Gabrielle watched him. She was terribly ill, too dazed to protest. She was alone on the seas with this man and what could she do? Her final response to his miserable hypocrisy was to burst into a violent fit of weeping.
For three or four days she was quite unable to move. It was only through the careful nursing of the Malayan cabin-boy, a frizzly headed, bright-eyed little fellow, that she was at last encouraged to take food. He was a child, and so he appealed to Gabrielle. The very innocence of his eyes as he stared in delightful curiosity at her golden hair and white arms when he crept in with the food to her bunk cheered her as much as she could be cheered under such circumstances.
Sometimes she would lie there helpless and think that she was mad, strange fancies floating through her brain. And sometimes Macka would step softly into the dingy saloon and play on the melancholy organ that he had once used in his tribal mission-rooms. His voice would tremble with passionate appeal and subtle seductiveness as he breathed forth Malayan melodies that haunted Gabrielle’s ears. Those melodies had a terrible influence over the girl, and one night when the vessel was rolling wildly, being buffeted along before a typhoon, the girl screamed out from her bunk: “Stop!

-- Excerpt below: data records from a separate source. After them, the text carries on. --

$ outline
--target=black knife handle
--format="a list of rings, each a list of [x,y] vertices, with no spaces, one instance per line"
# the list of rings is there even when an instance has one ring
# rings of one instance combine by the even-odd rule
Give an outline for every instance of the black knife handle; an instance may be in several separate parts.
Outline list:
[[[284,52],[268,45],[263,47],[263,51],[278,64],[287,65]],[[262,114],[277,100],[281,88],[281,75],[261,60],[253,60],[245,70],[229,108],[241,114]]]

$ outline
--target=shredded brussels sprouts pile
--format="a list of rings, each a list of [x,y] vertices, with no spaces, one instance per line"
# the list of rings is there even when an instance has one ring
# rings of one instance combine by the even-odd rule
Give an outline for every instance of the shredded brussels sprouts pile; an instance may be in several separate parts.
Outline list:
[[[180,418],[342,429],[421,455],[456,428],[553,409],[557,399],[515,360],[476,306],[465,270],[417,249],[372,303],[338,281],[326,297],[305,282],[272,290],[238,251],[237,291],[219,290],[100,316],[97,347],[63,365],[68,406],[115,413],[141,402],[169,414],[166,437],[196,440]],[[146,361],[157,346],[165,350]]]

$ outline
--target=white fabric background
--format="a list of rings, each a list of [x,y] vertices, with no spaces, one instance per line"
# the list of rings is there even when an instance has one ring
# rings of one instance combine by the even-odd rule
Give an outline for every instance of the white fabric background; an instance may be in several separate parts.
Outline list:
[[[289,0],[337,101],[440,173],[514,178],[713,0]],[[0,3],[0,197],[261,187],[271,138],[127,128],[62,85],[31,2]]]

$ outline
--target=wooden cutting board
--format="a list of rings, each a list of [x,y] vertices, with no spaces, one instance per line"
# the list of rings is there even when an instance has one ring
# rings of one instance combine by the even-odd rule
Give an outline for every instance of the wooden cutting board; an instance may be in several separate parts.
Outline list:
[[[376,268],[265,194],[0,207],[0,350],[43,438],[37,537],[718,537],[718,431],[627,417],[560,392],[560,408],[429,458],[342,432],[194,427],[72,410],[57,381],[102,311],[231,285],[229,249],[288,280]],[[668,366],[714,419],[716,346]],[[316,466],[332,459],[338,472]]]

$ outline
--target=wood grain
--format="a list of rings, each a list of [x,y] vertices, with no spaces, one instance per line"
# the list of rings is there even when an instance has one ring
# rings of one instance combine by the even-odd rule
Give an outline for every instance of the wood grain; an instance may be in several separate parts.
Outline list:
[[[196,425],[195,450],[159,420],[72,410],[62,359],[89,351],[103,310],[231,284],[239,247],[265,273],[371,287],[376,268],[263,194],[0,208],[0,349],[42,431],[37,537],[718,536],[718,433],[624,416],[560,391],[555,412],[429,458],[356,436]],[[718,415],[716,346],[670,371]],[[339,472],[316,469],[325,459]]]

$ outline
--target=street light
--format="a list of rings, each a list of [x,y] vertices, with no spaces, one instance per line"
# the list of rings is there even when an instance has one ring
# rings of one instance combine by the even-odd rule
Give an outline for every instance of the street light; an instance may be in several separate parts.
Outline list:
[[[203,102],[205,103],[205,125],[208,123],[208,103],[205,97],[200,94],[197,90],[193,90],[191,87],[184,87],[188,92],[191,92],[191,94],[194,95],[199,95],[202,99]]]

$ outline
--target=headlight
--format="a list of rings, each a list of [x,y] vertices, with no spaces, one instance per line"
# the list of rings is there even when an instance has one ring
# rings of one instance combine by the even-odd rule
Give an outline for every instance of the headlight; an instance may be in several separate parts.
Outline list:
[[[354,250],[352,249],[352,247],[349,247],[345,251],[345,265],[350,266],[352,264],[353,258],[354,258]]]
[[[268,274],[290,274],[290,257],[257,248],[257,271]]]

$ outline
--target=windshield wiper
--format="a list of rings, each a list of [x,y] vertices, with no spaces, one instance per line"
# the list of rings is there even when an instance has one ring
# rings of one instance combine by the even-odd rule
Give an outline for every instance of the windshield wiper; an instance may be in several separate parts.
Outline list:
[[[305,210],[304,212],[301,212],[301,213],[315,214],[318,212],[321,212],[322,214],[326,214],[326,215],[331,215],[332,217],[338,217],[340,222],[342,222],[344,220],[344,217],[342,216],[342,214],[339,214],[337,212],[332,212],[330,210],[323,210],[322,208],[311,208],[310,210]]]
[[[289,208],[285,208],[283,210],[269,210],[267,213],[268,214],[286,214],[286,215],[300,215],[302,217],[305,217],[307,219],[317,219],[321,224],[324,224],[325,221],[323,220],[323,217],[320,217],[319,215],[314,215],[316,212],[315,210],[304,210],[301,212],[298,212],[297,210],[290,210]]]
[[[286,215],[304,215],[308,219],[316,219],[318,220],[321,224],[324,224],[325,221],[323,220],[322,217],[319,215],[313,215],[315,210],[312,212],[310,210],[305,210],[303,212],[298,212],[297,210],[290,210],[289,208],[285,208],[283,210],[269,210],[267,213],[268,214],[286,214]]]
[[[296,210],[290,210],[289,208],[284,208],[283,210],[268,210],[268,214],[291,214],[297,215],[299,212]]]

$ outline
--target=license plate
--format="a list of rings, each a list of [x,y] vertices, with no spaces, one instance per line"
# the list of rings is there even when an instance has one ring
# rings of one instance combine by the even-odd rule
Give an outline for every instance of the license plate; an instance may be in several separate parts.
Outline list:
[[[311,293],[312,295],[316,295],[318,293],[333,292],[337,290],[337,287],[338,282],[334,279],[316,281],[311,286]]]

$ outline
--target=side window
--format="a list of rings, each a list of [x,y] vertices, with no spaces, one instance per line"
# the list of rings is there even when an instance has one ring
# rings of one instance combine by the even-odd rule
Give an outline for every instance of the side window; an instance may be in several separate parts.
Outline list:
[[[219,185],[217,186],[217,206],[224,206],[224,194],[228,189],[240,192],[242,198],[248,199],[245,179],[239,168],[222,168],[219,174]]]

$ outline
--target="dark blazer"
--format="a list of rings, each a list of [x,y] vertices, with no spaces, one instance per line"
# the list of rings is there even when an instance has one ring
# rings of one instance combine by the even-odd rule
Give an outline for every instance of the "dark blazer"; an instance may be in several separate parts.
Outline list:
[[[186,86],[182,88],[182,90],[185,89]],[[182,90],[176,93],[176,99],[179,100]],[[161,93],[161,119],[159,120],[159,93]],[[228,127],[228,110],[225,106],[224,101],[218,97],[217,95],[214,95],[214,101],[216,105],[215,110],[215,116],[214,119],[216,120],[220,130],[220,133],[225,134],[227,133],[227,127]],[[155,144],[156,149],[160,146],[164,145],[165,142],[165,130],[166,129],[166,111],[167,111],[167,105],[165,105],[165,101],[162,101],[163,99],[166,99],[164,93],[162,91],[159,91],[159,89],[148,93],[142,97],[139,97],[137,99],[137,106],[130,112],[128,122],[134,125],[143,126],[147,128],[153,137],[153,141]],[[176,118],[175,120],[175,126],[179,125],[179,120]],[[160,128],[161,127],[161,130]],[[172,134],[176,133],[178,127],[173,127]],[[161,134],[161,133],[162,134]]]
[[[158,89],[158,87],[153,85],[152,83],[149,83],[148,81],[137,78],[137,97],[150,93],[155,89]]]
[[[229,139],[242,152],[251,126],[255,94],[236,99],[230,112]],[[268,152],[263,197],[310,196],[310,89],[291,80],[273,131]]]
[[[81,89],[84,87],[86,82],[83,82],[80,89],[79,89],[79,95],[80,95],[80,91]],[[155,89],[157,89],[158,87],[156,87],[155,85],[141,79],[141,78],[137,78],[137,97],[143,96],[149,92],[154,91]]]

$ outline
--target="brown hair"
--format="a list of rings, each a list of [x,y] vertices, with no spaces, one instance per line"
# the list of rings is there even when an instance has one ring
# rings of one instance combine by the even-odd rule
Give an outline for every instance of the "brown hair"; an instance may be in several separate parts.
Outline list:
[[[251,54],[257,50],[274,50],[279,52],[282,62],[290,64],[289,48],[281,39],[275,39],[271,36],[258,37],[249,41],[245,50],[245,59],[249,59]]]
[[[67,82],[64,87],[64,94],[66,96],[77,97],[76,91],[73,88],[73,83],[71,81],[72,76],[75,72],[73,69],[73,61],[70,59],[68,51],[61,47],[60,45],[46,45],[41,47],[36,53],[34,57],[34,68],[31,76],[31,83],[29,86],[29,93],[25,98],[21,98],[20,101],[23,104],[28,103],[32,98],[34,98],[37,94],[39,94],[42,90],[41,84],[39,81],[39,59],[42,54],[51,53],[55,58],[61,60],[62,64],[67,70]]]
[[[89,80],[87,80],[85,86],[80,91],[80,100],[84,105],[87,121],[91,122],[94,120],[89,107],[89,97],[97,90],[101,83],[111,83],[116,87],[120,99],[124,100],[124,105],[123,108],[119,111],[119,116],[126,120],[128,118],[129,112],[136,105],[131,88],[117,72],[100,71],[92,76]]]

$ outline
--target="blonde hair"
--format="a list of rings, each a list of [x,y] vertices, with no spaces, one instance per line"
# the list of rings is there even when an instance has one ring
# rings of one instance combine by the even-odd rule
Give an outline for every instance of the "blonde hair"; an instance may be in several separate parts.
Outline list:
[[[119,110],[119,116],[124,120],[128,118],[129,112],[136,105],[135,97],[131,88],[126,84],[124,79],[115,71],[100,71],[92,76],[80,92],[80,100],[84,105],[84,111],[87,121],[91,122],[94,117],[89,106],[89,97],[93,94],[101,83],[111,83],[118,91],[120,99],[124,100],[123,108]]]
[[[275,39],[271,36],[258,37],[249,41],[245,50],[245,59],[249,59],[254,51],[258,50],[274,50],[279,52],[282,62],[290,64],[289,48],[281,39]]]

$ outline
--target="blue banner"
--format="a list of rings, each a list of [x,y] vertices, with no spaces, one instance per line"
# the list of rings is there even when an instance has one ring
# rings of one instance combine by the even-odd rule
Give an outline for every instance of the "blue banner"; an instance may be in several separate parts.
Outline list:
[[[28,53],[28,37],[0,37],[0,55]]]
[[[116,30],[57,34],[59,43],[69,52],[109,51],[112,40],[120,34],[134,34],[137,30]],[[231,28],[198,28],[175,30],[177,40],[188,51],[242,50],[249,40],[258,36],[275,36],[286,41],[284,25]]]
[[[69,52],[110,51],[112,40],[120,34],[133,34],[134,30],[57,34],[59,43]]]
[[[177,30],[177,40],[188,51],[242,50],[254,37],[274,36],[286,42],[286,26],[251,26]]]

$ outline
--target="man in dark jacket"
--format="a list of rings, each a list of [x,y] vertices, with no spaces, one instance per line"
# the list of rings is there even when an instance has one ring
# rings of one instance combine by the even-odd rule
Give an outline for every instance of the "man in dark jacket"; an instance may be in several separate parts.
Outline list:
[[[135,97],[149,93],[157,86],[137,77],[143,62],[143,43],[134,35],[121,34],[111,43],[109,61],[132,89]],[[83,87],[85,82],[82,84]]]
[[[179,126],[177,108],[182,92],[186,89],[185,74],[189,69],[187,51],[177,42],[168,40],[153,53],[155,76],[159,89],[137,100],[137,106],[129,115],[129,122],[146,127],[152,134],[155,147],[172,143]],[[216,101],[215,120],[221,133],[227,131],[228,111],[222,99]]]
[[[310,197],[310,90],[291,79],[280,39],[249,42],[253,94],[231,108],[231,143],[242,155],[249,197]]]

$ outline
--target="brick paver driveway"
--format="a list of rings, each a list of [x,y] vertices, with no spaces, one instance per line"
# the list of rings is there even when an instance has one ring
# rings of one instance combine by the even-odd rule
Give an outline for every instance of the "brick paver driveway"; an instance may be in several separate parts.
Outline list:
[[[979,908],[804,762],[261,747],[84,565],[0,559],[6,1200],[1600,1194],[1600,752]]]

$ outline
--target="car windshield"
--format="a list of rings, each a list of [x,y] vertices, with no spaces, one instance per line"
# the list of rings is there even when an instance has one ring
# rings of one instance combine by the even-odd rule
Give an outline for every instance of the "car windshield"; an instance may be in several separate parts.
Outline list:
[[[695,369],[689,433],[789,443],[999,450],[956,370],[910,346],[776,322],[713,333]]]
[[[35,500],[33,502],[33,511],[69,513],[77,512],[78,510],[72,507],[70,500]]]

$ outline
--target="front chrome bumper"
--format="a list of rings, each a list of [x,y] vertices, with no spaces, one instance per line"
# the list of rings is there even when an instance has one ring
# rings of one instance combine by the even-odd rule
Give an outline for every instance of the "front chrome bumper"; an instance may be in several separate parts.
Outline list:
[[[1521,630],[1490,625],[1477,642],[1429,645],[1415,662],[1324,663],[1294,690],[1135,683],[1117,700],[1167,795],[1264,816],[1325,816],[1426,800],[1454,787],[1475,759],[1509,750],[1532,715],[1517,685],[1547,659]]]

Stop! I’ll go mad if you sing that strange thing again!”
Then the Rajah ceased as obediently as a scolded child and softly crept away. He knew the potent magic of those heathen Malayan melodies! He knew! He knew! And when he had passed out on to the vessel’s deck Gabrielle called out: “Tombo! Tombo!” In a moment the little Papuan boy rushed into her cabin.
“Whater you wanter? Whater matter, nicer vovams?”
“Tombo, what’s that shadow-thing that runs about the deck at night? I saw it through the port-hole last night.” Then she said: “And I heard faint cries, wails. What was it? What does it all mean, Tombo?”
Tombo made no reply with his lips, but he softly nestled up against the girl and looked up into her eyes with terrible earnestness. Then he shook his head and said: “I looker after you, Misser Gaberlelle.” Suddenly the boy rushed from the girl’s side and out of the cuddy in fright.
Gabrielle listened and heard a scream: the Rajah had called the boy and, meeting him on the deck, had kicked him. The Papuan skipper had noticed that the kid was a bit too communicative with his kidnapped prisoner. Possibly he thought that the boy might let out the truth about the ship and give Gabrielle some hint as to why it sailed by night with all lights out, as it tacked on its course far off the beaten track of trading ships.
It was quite a week before Gabrielle ventured out of the small cuddy’s berth and entered the saloon. Even when she did so she was apparently so weak that she was obliged to secure the assistance of little Tombo, who held her hand as she wandered about. The Rajah immediately began his sinuous overtures and muttered violent protestations of love into her ears. At times the Papuan could hardly conceal his temper when the girl persistently pestered him with questions, asking him where the Bird of Paradise was bound for.
“You noa worry. You are all right. I take you across the seas and some days you go back to your peoples—when you lover me!” he would say, as he gave a look of deep meaning that the girl persistently pretended not to understand. He would not allow her to walk out on deck unless he were close by. His hungry eyes seemed ever on the alert. Probably he had a fixed idea in his brain that the girl would make another attempt to take her life. And still he swore most earnestly by the virtue of the Christian apostles that he had only kidnapped her from her father’s homestead because of his overpowering love for her.